Machi, who owns a 4-year-old homebased video production company in West Hills, California, has in the last two years been very active in the battle to get city council members in the nation's second most populous city to give entrepreneurs the right to openly operate companies from home. In fact, Machi donated his time to create a video record of a public information workshop proponents put together on the issue. "I cut three hours of footage down to a 20-minute version with the best moments of the event, including both pro and con viewpoints," he says. Then, to protect himself, Machi sent the video anonymously to all 15 Los Angeles City Council members.
At the council meeting, Machi watched tensely as city planning officials voiced strong reservations, politicians tacked on amendments and compromised on changes, and a parade of supporters and opponents tried to sway the council in their favor.

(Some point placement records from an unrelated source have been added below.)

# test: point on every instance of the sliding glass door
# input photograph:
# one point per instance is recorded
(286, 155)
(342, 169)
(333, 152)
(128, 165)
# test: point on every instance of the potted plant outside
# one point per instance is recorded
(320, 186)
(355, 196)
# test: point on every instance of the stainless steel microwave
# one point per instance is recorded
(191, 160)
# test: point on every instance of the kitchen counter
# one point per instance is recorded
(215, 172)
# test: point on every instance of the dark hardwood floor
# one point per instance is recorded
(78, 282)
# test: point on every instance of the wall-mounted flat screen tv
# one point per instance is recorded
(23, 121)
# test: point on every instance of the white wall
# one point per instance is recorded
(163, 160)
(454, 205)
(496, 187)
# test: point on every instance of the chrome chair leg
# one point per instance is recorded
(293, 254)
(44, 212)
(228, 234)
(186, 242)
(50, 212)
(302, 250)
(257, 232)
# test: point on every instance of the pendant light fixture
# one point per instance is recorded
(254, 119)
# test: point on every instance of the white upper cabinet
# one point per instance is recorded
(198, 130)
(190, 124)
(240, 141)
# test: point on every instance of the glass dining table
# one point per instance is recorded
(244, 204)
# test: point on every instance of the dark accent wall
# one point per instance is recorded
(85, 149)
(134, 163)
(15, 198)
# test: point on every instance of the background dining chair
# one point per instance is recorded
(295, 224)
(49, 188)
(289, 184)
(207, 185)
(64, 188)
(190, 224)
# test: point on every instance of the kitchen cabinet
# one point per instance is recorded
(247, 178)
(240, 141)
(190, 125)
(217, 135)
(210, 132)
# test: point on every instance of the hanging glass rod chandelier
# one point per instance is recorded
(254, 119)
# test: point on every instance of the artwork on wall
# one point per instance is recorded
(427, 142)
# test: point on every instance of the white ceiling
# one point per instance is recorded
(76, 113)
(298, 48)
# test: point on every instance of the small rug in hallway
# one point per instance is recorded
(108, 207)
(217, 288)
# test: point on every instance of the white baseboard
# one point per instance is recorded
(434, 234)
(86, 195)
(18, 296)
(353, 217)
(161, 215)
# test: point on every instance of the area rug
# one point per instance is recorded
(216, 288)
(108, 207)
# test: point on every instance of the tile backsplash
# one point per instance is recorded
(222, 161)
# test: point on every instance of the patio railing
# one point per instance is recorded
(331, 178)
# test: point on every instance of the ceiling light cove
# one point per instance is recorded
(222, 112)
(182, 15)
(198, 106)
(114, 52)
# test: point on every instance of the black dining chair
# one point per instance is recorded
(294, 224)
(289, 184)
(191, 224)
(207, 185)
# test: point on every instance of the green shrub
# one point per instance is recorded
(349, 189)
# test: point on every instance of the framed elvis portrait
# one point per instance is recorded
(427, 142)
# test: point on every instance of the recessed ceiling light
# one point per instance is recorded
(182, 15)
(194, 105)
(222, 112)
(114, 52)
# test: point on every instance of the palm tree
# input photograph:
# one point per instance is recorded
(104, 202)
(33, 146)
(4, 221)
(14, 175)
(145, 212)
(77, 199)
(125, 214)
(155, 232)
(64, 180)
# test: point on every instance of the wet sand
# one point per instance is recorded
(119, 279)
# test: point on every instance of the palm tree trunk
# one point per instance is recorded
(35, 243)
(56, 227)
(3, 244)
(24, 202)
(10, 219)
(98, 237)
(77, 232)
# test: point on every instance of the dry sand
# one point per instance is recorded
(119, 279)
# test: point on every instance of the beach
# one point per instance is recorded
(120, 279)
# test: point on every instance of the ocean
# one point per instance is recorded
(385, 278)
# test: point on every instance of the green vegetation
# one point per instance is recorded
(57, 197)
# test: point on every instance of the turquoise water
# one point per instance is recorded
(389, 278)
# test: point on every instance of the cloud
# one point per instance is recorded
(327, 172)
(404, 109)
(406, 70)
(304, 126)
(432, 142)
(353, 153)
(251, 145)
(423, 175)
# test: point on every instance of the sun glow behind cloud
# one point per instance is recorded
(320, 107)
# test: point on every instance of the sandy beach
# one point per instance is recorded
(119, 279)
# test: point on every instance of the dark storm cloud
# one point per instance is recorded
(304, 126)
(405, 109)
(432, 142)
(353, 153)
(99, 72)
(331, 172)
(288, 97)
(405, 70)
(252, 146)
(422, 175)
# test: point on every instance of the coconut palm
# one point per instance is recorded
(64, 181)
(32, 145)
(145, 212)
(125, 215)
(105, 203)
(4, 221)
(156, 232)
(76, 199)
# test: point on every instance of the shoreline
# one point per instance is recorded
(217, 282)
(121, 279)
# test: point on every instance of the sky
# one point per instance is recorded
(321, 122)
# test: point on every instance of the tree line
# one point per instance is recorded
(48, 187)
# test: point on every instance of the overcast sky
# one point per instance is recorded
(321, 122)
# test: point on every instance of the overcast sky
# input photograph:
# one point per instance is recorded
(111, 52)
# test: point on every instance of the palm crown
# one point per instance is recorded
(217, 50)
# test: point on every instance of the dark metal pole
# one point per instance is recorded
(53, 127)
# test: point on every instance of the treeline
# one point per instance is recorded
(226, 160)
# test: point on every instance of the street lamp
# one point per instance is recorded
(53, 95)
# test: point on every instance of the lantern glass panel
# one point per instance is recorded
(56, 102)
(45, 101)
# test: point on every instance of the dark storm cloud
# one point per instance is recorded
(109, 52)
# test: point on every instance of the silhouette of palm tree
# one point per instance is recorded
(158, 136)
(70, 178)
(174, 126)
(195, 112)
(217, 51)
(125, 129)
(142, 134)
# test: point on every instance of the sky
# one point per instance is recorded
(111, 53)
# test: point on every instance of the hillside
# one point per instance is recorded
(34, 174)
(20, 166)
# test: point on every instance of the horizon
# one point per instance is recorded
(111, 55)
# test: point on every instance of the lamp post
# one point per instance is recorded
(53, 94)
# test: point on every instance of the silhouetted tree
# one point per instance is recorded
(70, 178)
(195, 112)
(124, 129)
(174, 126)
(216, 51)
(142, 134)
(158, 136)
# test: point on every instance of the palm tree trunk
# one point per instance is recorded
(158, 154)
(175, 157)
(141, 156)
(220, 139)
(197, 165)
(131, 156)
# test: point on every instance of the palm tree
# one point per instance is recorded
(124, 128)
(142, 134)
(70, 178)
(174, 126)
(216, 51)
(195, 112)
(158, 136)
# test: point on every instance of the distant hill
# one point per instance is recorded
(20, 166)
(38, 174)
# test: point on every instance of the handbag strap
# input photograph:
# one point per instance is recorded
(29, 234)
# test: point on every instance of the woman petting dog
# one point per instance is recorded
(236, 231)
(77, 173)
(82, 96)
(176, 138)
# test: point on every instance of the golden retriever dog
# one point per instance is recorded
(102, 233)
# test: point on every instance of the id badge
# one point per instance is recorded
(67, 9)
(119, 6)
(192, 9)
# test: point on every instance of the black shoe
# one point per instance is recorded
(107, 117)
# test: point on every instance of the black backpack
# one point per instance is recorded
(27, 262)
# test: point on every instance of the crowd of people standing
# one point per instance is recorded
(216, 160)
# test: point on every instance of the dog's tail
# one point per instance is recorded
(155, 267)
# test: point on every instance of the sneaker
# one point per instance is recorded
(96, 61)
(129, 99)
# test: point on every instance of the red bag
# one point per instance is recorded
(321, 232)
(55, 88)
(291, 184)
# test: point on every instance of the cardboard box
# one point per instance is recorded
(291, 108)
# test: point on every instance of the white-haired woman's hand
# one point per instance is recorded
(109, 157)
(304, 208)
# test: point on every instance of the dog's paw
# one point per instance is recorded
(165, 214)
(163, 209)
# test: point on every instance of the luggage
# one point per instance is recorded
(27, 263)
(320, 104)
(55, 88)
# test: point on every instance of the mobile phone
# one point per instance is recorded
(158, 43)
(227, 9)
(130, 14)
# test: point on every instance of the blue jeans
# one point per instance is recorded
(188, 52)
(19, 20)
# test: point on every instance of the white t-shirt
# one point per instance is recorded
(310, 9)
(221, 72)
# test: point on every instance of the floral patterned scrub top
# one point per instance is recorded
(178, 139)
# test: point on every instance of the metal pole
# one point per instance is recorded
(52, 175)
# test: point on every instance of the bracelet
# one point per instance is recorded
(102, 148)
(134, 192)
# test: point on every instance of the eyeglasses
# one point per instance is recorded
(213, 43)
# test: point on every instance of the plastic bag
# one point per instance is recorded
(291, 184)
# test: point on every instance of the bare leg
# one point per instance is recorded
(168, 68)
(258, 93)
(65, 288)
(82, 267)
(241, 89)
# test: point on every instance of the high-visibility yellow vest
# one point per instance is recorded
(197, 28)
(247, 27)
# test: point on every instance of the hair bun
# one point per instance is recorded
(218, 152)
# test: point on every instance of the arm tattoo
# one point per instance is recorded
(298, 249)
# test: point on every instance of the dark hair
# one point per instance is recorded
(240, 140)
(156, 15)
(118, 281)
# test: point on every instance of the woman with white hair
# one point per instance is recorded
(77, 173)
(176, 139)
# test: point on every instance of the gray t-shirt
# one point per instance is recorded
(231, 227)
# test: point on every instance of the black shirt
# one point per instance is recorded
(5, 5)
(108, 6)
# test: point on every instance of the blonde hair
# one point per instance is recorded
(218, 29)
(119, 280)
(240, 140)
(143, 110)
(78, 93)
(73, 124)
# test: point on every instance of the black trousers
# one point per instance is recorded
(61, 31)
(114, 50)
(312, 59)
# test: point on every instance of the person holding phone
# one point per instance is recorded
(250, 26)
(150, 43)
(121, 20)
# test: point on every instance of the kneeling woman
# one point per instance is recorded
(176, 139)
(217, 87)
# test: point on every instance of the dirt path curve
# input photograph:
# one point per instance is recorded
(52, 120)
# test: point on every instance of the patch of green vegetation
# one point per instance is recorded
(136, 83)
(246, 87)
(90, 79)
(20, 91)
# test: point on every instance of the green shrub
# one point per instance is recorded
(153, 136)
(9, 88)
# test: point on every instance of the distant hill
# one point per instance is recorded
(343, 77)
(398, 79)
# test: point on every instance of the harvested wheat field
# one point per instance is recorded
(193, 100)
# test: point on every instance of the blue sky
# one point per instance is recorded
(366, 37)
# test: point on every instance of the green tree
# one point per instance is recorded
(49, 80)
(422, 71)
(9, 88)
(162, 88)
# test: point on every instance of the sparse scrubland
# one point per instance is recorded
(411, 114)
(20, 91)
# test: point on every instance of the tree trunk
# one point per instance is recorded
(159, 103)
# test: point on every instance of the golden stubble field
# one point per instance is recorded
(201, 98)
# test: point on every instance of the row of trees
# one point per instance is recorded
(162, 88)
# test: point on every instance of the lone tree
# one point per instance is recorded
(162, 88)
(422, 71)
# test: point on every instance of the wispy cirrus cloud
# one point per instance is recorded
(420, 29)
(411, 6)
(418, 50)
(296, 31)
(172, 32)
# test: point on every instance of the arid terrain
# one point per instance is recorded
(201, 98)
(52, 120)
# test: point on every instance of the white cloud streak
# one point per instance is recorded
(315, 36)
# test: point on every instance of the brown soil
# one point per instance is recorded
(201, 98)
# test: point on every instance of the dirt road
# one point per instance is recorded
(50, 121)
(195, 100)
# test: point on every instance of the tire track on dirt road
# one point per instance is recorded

The 13-1 decision to send the legislation to the city attorney's office for drafting as an ordinance--which is the next step before approval--thrilled the videographer. But it also posed a major problem, because his type of company was on the ordinance's list of prohibited businesses.
According to the ordinance, recording and motion picture production studios cannot be operated in a home. In addition, all homebased businesses must be located inside the main residence.
"The intent of this provision is to exclude studios that do on-site photo shoots and larger-scale recording and film sessions, not someone sitting at home with two or three VCRs dubbing tape," explains Kenneth Bernstein, Planning and Transportation Deputy for Laura Chick, the councilwoman who aggressively championed legalization in the L.A. City Council.
Bernstein says adjustments have been made to clarify the language regarding this issue, as well as the question of whether doctors, dentists, ministers and the like can continue to maintain homebased offices.